July 29th 1918
My dear Father
- had expected to be far away from here by now; but orders at the last minute were changed somewhat, and so I am still here for a little longer. We had a mail a few days ago which brought me one letter from you and also one from Juliet both posted on May 29th. also heard from Mela of the closing of the Handsworth Depot and her prospect of going to take over the Bulford units.
I gather from your letters that various members of the family are probably spending a holiday down at Folkestone at the present time. I hope Betty has by this time heard of a successful result of her intermediate in which case she will feel she has earned a holiday well.
We have been getting much better sort of news of late which has been very cheering. The Austrian offensive in Italy, and the latest big German effort around Rheims have been such thorough disasters that one hopes it is justifiable to conclude that the enemy’s ability to damage us is pretty securely checked. We are in process of getting a bit of our own back at the Marne at present, but it does not look as if we could yet secure more than moderate successes.
No doubt the trend of general events in the west will greatly affect everything in the east, where the entire political and military situation is very involved at present, and difficult to get a grip of. It is so hard at present to gather facts about it. The papers have little to say, and one knows from local knowledge that their reports are very incomplete and leave out a lot of interesting items. It is rather odd that the Kirkuk operations aroused so little comment in English papers, as I believe they were considered in authoritative circles as of very great importance apart from their direct military value.
The latest telegrams promise American and Japanese assistance to the Czecho-Slovak movement in Siberia, which appears to be growing in importance; it looks as if a little sound moral and material backing may work wonders in that direction. I think a very large mass of Russian opinion is sick of the Bolshevik muddling.
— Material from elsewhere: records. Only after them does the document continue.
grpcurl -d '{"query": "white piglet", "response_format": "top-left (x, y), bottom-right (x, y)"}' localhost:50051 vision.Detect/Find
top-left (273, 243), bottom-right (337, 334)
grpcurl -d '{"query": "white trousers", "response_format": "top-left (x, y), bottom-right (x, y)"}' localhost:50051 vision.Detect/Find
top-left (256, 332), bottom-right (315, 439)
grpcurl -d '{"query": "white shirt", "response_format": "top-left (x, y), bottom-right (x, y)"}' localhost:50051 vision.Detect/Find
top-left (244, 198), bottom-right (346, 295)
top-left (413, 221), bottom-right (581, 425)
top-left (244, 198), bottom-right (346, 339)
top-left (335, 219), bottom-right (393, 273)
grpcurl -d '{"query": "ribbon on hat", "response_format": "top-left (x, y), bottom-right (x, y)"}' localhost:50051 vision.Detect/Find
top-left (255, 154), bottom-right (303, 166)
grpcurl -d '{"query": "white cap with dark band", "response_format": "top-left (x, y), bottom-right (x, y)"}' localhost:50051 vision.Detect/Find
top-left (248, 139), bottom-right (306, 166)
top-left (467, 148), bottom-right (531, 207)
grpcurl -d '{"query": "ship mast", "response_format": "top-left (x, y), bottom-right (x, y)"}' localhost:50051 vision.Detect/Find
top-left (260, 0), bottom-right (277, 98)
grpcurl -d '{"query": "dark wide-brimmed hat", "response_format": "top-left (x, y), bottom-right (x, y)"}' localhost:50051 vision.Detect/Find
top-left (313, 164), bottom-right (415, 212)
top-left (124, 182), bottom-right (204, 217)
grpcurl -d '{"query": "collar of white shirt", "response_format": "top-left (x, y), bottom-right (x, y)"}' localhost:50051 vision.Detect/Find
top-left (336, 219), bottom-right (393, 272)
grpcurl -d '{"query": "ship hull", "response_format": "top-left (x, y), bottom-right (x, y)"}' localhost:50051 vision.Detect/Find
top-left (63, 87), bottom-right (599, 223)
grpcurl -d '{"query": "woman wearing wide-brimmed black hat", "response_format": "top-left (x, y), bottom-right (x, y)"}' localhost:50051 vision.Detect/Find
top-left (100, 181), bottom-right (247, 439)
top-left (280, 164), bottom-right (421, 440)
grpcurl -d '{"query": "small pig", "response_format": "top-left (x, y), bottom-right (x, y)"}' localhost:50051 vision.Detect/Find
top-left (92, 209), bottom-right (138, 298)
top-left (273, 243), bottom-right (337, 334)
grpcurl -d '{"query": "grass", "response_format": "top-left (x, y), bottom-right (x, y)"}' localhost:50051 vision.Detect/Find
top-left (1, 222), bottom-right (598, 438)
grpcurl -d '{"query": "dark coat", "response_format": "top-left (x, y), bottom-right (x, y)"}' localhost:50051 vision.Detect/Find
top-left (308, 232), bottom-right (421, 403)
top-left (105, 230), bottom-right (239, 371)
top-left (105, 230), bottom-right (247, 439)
As to the situation rather more in this direction – namely all around the Caspian – it is very hard to get much information out of the papers. Naturally we examine pretty closely all reports we can discover that deal with it.
My next letter will probably be written from quite a different place. I am uncertain how much my mails will be interfered with, but I expect a week or two extra for the journey each way, with possibility of worse interruption about mid-winter.